Researchers from the University of Barcelona announced on Apr. 15 the development of an innovative in vitro model that allows for precise analysis of cardiac fibroblasts, cells essential to heart structure and response to damage. The study, published in Disease Models and Mechanisms, introduces the first in vitro model using transgenic mice to specifically isolate fibroblasts derived from the epicardium, the outer layer of the heart.
This advancement is significant because cardiac fibroblasts are crucial not only during embryonic development but also play a key role in fibrosis processes linked to cardiovascular diseases. The new tool enables more detailed examination of these cells' functions and could aid in screening and developing therapies for conditions where effective treatments are currently lacking.
The research was led by Professor Ofelia Martínez-Estrada at the UB Institute of Biomedicine (IBUB), with first authors Claudia Müller-Sánchez and María Gertrudis Muñiz-Banciella from Celltec UB group. Other contributors include Professors Manuel Reina and Francesc X. Soriano.
The team developed a triple-transgenic mouse model that uses WT1 gene activity as a reporter to trace epicardium-derived fibroblasts. "Using this animal model, we have succeeded in selectively obtaining immortalized fibroblasts. The result is a valuable and versatile in vitro platform that allows us to study the activation, differentiation and plasticity of these cells, processes that are crucial in adult heart fibrosis," say Müller-Sánchez and Muñiz-Banciella.
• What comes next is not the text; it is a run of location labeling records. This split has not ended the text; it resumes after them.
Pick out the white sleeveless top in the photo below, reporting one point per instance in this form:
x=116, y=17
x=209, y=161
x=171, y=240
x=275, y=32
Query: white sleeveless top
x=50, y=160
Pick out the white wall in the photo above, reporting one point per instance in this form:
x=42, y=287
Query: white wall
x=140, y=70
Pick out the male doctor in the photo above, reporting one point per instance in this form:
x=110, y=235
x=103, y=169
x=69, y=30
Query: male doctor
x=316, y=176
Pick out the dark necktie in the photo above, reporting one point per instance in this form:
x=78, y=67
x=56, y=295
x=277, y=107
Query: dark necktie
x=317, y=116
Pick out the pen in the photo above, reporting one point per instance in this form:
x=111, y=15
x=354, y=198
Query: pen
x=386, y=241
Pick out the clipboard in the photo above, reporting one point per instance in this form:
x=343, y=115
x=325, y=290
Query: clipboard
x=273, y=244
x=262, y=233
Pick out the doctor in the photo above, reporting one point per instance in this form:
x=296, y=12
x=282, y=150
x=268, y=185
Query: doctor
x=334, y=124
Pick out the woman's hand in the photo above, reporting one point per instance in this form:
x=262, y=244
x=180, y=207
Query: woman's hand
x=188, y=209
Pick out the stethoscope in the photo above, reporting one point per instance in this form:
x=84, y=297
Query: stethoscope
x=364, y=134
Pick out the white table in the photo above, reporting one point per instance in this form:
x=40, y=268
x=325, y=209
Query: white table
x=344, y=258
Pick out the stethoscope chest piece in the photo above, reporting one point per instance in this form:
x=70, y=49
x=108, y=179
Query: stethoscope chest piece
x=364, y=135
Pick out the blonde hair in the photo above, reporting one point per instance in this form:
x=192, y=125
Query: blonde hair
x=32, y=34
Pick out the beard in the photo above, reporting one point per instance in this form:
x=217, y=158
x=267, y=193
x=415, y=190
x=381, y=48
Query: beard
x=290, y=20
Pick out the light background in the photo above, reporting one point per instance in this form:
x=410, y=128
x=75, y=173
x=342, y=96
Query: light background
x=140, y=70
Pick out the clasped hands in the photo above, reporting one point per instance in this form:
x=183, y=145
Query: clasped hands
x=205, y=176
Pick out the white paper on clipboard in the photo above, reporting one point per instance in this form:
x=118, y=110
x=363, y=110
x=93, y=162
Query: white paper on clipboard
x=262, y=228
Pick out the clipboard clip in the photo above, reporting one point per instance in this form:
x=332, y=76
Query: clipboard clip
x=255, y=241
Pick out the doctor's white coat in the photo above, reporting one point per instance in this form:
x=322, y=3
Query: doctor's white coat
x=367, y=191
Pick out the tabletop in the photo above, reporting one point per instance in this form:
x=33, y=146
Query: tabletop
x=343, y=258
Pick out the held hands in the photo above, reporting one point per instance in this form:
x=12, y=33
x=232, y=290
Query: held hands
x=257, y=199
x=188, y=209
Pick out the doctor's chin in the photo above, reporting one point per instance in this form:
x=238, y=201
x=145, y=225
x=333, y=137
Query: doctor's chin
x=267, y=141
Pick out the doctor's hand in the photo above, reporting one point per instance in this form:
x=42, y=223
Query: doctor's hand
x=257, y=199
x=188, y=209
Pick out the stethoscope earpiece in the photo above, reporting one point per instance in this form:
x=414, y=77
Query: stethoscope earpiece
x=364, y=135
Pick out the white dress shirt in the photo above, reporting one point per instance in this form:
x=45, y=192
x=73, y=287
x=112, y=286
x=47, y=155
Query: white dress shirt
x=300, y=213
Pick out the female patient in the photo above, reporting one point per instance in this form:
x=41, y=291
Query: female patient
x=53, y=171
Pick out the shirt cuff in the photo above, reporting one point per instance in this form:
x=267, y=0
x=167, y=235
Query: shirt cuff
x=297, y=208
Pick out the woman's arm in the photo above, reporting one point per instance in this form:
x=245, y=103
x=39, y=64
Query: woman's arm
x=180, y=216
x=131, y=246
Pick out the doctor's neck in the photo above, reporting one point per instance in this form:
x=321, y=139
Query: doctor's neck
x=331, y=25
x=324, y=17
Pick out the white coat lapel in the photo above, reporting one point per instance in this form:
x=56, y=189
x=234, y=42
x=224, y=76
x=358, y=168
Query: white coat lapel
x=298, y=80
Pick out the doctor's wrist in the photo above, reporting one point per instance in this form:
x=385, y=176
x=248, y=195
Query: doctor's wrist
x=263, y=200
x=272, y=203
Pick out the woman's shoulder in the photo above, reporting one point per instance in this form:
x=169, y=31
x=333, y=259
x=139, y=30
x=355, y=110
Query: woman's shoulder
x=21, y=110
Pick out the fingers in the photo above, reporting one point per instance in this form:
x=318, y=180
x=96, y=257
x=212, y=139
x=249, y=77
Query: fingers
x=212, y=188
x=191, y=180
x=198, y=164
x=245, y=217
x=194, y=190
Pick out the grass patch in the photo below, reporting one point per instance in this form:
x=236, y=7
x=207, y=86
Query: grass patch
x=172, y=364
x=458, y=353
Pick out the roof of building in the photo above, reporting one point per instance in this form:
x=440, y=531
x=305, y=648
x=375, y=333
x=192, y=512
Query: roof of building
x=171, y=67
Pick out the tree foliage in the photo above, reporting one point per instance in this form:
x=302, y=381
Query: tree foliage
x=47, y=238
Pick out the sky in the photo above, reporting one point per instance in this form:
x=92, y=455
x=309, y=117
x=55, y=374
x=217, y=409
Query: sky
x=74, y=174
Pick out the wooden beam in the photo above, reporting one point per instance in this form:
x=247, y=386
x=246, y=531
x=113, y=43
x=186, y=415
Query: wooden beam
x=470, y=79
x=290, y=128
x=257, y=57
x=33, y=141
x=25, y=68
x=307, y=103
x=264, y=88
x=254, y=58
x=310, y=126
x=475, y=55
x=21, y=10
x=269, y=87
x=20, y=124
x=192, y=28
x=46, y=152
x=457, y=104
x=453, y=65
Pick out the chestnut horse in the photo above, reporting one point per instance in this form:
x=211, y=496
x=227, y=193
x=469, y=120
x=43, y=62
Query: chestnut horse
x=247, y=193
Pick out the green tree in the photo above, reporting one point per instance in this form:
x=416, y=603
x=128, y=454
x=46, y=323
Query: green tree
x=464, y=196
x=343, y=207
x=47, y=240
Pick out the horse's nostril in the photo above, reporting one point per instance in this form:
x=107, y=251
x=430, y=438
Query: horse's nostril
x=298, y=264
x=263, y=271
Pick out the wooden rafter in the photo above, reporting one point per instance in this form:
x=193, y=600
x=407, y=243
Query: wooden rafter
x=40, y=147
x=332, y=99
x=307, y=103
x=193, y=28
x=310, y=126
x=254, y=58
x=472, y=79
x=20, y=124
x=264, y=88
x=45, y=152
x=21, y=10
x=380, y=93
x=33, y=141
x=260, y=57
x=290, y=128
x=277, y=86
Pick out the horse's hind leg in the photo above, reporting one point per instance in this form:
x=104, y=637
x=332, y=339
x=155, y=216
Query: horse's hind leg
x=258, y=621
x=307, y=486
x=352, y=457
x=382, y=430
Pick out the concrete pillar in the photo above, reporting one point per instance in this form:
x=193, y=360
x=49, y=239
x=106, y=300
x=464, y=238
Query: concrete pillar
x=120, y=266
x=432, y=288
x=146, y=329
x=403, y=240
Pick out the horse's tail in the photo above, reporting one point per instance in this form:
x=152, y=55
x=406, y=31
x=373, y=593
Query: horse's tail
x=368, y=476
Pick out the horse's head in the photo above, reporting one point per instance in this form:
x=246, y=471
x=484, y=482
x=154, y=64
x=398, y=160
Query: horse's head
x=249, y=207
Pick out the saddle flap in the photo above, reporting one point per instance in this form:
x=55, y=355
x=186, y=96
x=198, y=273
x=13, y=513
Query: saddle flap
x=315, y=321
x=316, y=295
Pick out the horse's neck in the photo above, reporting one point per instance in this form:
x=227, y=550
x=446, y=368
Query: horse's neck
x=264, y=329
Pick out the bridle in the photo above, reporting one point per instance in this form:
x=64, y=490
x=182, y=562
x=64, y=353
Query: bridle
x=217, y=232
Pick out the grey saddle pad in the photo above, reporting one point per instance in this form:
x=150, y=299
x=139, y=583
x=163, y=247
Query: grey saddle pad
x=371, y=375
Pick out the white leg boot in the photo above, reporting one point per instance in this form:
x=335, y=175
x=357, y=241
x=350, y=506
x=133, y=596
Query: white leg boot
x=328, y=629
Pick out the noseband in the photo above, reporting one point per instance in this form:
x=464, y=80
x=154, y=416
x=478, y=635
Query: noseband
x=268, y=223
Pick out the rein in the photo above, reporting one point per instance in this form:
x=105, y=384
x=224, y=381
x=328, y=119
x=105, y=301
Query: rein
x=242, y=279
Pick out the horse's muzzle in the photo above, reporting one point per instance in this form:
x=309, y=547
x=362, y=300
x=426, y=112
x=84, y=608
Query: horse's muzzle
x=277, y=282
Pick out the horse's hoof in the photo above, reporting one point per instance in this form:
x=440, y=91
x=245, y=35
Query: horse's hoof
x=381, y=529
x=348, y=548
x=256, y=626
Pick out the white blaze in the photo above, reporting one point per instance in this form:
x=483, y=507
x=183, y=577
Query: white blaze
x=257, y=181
The researchers also optimized cell culture conditions to promote specific subpopulations' growth, which may lead to better understanding their roles. "The immortalized fibroblasts generated in this study provide a valuable means of identifying the pathways through which stimuli induce fibrosis in cardiac fibroblasts. This scientific contribution serves as a complementary tool to in vivo studies," explain Müller-Sánchez and Muñiz-Banciella.
According to the authors, genetic modification possibilities open doors for tailored models targeting different markers: "This breakthrough would help us better understand the cellular and molecular processes that drive fibrosis in the heart and would facilitate the development of more targeted and effective treatments." They add that their work is relevant beyond developmental studies since post-heart attack proliferating fibroblasts resemble neonatal ones—a factor important given limited regeneration capacity in adult hearts.
"Furthermore, recovery following a heart attack occurs through scar formation, in which resident fibroblasts of epicardial origin play a central role," they state. "Understanding the regulatory mechanisms governing proliferation and differentiation... could help develop therapeutic strategies that mitigate pathological fibrosis while preserving essential wound-healing processes after cardiac injury," conclude Müller-Sánchez and Muñiz-Banciella.